Indonesian is one of the world's major spoken languages, and is increasingly used on the web. With this increasing availability of digital unstructured language data, language resources are needed for improving machine translation, data mining and other computational linguistic tasks. This project aims to build these resources by carrying out research on Indonesian to create a robust computational grammar, corpus and lexicon (including social variation) within the Pargram framework. Pargram is an international collaborative project to develop computational grammars within a shared linguistic framework based on common linguistic assumptions. The outcomes of this project should lead to a better understanding of Indonesian grammar as well as creating reliable machine-usable language resources.
The project will bring together a multi-site interdisciplinary team of investigators - Jane Simpson (Linguistics, Sydney University, Australia), I Wayan Arka and Avery Andrews (Linguistics, ANU, Australia), and Mary Dalrymple (Linguistics and Philology, Oxford University, U.K/PARC, California) . This collaboration forms a solid international team that can work effectively with the wider Pargram research group. Our research team will also work in collaboration with Indonesian researchers from The Faculty of Computer Science Universitas Indonesia Jakarta. We will also include a computational linguistics research associate, a PhD student and a data/manager programmer.
The initial stages of our research in 2007 was funded by a near miss grant from the University of Sydney. The major component of the project is funded by an ARC Discovery Grant.

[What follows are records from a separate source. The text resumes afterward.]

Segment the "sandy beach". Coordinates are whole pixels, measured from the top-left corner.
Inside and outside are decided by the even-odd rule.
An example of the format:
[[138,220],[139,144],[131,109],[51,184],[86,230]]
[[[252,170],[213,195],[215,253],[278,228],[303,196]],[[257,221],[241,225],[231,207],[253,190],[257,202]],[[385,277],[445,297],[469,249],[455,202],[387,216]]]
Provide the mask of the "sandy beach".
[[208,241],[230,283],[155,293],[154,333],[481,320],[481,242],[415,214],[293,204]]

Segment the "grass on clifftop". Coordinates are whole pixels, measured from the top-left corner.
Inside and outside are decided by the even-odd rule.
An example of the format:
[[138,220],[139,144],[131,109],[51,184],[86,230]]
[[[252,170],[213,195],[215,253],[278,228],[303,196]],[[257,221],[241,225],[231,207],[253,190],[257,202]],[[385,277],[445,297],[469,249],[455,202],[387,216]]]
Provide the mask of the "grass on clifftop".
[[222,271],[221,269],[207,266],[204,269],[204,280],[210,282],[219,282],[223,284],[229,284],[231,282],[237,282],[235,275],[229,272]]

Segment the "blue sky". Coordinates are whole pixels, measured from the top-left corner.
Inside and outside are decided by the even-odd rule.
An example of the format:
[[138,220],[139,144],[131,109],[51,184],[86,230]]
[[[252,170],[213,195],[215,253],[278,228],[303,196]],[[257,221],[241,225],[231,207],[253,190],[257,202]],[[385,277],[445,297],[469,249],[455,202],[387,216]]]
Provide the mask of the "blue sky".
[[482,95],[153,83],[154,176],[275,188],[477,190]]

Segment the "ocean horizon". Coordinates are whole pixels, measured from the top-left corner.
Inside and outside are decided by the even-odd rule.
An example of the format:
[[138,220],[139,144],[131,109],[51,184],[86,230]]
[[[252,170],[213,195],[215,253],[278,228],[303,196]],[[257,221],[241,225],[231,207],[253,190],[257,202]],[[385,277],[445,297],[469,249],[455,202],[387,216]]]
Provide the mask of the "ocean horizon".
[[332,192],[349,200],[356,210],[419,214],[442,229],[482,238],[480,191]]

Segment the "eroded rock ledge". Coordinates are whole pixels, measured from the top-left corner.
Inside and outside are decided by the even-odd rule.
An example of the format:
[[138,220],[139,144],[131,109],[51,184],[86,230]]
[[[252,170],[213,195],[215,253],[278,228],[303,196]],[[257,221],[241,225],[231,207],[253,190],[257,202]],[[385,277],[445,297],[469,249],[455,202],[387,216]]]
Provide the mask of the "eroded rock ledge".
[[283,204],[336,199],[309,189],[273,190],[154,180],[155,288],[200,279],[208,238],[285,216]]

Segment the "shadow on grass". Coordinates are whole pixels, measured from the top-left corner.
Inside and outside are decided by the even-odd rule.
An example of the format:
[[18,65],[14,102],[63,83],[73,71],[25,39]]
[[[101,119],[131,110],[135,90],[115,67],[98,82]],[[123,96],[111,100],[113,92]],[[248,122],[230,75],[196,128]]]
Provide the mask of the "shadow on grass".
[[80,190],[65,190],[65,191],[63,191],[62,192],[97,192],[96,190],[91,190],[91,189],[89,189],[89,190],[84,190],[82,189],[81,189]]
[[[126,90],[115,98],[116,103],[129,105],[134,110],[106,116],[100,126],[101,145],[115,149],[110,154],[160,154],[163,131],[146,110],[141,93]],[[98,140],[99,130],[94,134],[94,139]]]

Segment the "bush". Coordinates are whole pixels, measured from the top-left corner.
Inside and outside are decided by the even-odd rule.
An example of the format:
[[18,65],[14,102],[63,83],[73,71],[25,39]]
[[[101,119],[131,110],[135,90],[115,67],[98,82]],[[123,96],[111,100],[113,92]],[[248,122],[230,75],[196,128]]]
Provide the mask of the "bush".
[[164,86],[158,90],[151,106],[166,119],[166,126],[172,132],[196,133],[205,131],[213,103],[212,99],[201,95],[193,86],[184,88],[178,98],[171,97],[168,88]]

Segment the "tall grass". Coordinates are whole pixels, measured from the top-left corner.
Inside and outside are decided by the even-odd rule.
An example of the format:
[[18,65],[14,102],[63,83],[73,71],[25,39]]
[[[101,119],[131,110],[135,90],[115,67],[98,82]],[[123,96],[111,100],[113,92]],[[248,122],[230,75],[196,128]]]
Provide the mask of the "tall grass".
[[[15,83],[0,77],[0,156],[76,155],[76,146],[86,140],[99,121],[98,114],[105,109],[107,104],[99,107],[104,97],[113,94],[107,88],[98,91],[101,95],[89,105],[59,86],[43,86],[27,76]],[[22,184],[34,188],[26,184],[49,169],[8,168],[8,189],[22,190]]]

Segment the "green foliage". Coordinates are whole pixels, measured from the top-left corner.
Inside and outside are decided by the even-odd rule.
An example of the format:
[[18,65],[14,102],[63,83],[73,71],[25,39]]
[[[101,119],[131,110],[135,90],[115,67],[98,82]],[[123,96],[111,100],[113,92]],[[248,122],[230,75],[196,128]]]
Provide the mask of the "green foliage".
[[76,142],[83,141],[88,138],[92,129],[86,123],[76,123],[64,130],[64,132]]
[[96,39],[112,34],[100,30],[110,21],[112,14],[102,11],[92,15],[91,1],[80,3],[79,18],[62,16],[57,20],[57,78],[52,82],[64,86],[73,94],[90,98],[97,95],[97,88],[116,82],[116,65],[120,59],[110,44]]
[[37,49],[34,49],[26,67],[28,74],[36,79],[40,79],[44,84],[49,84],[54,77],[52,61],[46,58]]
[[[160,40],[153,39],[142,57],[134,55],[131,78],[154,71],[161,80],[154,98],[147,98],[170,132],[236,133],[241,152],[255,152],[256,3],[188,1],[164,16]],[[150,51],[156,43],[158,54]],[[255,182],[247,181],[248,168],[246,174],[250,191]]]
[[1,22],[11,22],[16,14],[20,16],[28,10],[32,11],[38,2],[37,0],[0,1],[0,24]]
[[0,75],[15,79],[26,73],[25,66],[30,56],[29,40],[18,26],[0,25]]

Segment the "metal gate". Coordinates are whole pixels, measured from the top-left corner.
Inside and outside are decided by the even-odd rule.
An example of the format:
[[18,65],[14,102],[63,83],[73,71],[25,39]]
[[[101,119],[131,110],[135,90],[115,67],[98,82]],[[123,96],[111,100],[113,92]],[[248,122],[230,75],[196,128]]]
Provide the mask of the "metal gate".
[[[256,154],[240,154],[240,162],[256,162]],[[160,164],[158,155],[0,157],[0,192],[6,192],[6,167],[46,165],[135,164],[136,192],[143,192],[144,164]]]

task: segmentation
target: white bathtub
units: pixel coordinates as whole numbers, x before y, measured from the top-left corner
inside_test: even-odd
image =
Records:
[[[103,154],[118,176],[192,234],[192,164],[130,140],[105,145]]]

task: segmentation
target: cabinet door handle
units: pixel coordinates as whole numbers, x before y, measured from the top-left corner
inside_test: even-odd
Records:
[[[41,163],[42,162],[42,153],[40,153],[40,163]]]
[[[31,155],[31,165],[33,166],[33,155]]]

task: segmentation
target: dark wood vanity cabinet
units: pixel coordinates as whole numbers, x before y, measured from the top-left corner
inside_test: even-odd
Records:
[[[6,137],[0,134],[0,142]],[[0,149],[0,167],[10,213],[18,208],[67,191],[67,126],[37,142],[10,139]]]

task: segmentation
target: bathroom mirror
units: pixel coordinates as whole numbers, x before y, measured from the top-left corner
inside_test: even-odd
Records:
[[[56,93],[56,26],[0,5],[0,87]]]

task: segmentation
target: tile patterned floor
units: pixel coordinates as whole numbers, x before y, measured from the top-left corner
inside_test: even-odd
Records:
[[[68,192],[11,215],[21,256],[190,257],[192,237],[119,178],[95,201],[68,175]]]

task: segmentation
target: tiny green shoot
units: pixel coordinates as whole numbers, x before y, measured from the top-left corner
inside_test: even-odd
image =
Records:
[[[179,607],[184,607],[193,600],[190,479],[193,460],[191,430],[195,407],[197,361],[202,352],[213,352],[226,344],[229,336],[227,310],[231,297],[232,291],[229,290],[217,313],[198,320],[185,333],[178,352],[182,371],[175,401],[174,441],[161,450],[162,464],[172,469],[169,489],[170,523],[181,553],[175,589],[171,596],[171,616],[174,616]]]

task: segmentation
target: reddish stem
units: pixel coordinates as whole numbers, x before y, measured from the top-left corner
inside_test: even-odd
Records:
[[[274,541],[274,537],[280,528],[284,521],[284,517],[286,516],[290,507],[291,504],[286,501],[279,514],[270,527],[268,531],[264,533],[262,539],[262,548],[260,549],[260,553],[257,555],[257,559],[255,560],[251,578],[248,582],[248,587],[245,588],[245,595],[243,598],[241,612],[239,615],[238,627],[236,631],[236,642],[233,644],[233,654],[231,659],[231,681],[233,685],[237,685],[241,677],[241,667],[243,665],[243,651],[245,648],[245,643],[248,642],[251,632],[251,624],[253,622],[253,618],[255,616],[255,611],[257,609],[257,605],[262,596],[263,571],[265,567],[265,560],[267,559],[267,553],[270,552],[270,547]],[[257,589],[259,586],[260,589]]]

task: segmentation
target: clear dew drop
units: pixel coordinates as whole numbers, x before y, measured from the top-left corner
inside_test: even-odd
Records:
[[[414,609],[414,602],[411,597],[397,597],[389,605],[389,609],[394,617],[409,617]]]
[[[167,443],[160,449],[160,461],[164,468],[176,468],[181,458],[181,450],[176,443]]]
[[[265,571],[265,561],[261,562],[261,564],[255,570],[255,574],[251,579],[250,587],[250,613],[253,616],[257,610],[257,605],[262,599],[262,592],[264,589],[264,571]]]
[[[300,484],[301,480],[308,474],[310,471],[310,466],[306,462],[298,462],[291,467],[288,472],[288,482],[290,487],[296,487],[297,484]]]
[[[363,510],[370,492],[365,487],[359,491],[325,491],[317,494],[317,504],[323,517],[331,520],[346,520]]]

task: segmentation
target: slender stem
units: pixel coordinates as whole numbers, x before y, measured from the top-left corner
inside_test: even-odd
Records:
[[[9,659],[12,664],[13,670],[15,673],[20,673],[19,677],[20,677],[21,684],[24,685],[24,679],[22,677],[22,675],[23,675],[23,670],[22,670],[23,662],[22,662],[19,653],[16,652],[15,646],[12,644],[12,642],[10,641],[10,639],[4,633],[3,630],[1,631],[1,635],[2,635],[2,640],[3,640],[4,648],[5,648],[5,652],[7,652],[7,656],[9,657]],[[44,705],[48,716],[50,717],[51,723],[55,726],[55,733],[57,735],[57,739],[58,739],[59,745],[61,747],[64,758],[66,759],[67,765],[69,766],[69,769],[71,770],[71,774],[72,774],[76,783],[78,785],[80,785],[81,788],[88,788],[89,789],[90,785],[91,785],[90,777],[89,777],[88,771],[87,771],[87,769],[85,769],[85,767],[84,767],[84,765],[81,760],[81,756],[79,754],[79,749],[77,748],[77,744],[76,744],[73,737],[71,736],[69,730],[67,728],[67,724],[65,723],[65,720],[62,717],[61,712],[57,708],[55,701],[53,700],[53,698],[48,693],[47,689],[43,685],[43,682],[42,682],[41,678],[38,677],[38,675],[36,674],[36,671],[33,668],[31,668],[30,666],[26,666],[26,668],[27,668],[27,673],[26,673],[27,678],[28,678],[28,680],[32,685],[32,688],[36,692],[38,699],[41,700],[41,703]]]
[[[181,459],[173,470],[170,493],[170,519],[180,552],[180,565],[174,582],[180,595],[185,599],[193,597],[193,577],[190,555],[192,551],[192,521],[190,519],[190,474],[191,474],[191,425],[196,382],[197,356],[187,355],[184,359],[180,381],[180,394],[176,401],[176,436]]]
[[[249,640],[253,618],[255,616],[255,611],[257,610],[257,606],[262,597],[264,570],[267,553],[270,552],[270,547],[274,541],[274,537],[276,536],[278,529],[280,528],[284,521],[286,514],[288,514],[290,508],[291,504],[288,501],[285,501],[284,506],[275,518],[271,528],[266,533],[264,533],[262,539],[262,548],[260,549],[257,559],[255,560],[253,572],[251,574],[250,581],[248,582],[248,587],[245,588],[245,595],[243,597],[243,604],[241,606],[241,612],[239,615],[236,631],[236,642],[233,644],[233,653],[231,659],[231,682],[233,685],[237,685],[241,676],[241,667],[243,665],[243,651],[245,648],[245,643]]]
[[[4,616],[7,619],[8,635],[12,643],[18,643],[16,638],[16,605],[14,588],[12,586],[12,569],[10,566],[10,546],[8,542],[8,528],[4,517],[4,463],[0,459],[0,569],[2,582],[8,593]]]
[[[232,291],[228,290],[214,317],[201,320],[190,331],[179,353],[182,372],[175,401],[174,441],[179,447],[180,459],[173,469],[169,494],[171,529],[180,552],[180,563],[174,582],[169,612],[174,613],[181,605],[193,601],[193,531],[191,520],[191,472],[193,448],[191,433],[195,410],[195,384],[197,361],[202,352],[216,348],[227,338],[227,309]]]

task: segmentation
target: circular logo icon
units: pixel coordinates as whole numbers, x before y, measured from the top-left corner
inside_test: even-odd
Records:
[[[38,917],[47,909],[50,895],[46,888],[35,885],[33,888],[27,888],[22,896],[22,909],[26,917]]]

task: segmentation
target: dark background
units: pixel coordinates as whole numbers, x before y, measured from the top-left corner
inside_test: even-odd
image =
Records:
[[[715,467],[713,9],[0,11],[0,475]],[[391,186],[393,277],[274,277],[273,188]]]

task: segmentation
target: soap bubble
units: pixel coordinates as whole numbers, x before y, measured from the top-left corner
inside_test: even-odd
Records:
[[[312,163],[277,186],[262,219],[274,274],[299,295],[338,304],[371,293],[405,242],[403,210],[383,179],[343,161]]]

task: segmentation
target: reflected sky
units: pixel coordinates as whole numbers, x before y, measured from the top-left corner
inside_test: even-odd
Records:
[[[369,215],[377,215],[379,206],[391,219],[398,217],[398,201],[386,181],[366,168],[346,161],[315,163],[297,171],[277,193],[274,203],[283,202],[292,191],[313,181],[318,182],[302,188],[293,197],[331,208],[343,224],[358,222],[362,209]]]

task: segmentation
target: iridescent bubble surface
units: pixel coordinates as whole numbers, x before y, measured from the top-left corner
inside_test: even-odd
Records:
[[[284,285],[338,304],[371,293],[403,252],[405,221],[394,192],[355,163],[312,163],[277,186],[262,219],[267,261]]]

Indonesian, or Bahasa Indonesia, is an Austronesian language of the Malayo-Polynesian branch. It is the mother tongue of approximately 17 million speakers world wide. Its writing system, or orthography, is based on the Latin alphabet. Indonesian is the official language of Indonesia and is predominantly spoken throughout Indonesia and East Timor and is spoken as a minor language throughout various parts of Asia and neighbouring countries, such as the Philippines, Thailand and Australia, to name a few.
The canonical word order for Indonesian is SVO (subject-verb-object) in the active voice. Indonesian employs a complex system of affixation, exhibiting both inflectional and derivational morphology. Interestingly, it also has a system of nominal classifiers, which are no longer in strict usage.
Indonesia is a country with many diverse societies, whose variety reflects the diversity of the environment, from coastal to inland, from agricultural to horticultural to sea-faring. Their cultures have been shaped by interactions with colonisers and migrants, as well as by the introduction of many religions, including Islam and Christianity.
Due to geographic proximity, Australia's relationship with Indonesia is seen as very important the Australian government.